Problems with multiprocessing

hassonlab / 247-encoding

Contains python scripts for performing encoding on 247 data.

0 stars 9 forks source link

Problems with multiprocessing #71

Closed VeritasJoker closed 1 month ago

VeritasJoker commented 1 year ago

It seems like this line is causing some problems when submitting jobs to slurm. Forgot to include the error before deleting all the logs. Will try to reproduce again

https://github.com/hassonlab/247-encoding/blob/82042c0467e78dac671e070c0bc069b44894215c/scripts/tfsenc_main.py#L199

hvgazula commented 1 year ago

Please also paste the submit.sh script along with the log file. Thanks.

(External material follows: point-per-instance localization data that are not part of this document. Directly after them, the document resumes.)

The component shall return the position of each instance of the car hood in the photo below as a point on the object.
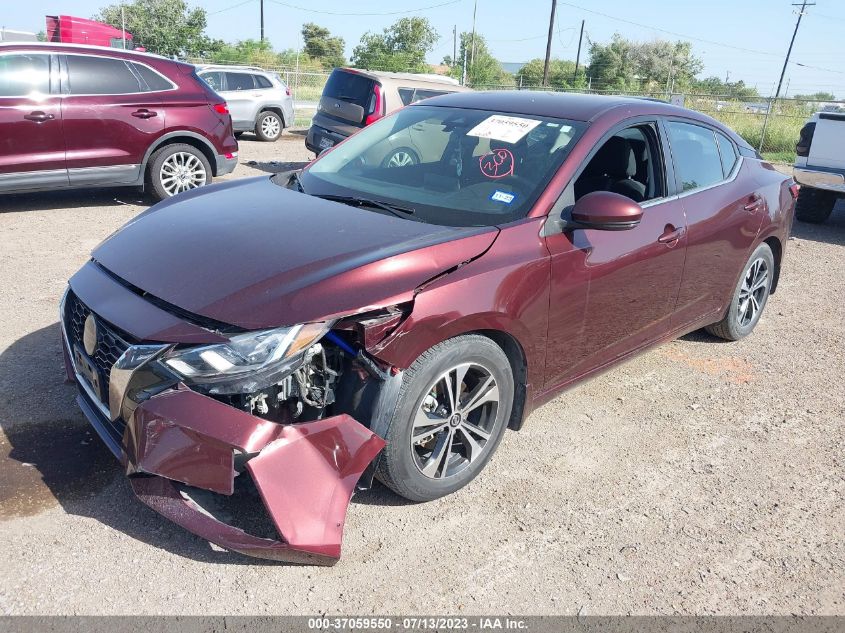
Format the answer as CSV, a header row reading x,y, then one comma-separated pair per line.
x,y
253,254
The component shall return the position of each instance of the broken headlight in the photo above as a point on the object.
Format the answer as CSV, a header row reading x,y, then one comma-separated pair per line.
x,y
247,362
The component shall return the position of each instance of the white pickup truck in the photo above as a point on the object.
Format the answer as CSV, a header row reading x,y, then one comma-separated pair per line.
x,y
820,166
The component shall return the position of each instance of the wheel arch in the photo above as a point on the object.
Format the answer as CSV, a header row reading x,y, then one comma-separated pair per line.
x,y
275,110
402,351
777,251
519,367
189,138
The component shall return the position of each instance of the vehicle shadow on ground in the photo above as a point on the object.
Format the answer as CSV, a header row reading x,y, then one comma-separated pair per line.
x,y
73,199
275,166
830,232
51,455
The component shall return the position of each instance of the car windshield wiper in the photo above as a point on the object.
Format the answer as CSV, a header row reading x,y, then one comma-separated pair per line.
x,y
294,180
395,209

Thanks & Regards, Harsha Gazula

On Fri, Feb 24, 2023 at 12:30 AM KenWWW @.***> wrote:

It seems like this line is causing some problems when submitting jobs to slurm. Forgot to include the error before deleting all the logs. Will try to reproduce again

https://github.com/hassonlab/247-encoding/blob/82042c0467e78dac671e070c0bc069b44894215c/scripts/tfsenc_main.py#L199

— Reply to this email directly, view it on GitHub https://github.com/hassonlab/247-encoding/issues/71, or unsubscribe https://github.com/notifications/unsubscribe-auth/ACHXDPZUILPT3FDMED5XSKDWZBBQFANCNFSM6AAAAAAVGPRFX4 . You are receiving this because you are subscribed to this thread.Message ID: @.***>

zkokaja commented 1 year ago

I think I noticed something similar. Didn't find the root cause, I moved away from using multiprocessing and I do sequential within a job and used job arrays for parallelization.

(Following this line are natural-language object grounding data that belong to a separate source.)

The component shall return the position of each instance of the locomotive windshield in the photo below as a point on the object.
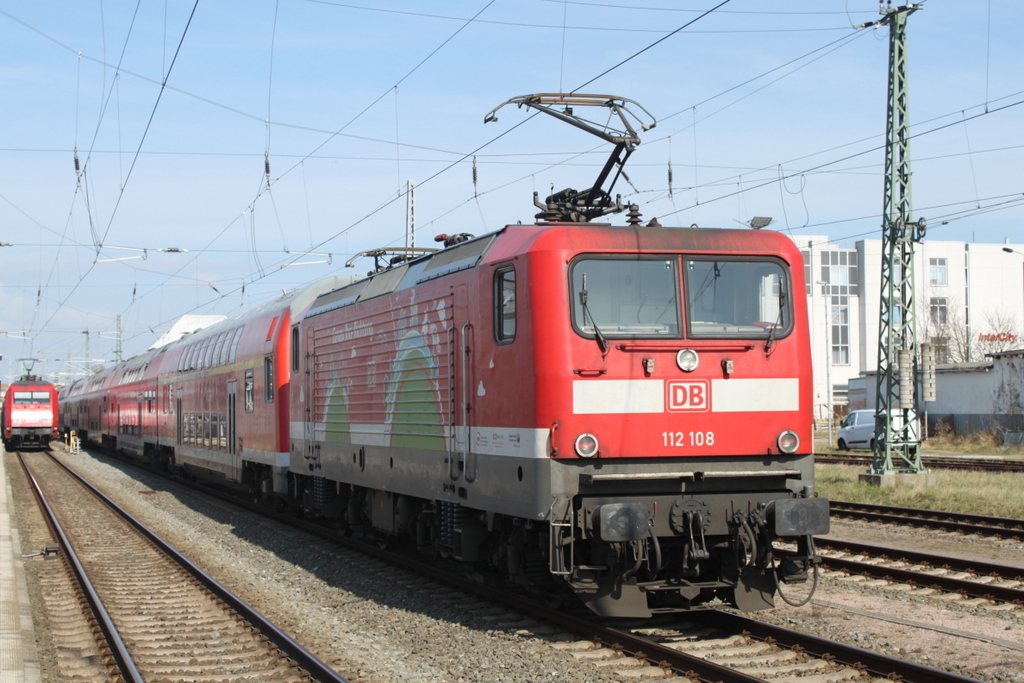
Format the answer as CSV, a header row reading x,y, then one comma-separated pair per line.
x,y
728,298
29,397
619,297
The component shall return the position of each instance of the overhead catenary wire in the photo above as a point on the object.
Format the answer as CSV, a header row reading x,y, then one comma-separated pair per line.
x,y
485,177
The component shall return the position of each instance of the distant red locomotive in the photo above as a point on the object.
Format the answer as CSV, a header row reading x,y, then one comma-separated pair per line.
x,y
30,414
621,414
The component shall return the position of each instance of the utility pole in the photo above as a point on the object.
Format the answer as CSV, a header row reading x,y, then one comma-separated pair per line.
x,y
117,343
896,447
410,214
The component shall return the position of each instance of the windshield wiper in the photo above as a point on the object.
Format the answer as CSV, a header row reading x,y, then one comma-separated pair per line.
x,y
601,341
778,321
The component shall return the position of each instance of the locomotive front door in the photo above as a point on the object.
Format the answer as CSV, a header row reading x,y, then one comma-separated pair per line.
x,y
306,395
462,464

VeritasJoker commented 1 year ago

I tried but couldn't replicate the same error message. For now, I just replace this with p = Pool(4) and it works fine.

hvgazula commented 1 year ago

I think I now know what this issue is. I found out by doing my own work :). cpu_count() returns the "total number of cpus on the node" and not the number of "cpus requested".

hvgazula commented 1 year ago

Replacing cpu_count() with len(os.sched_getaffinity(0)) should do.

VeritasJoker commented 1 year ago

I think I now know what this issue is. I found out by doing my own work :). cpu_count() returns the "total number of cpus on the node" and not the number of "cpus requested".

lol that's what I suspected but never confirmed it. No matter how many memory I require for a job it always runs out : )

hvgazula commented 1 year ago

@VeritasJoker Did you test this change?

VeritasJoker commented 1 year ago

@VeritasJoker Did you test this change?

I trust you : )

hvgazula commented 1 year ago

@VeritasJoker Did you test this change?

I trust you : )

the number and type of issues we have had so far should tell you that you shouldn't 😛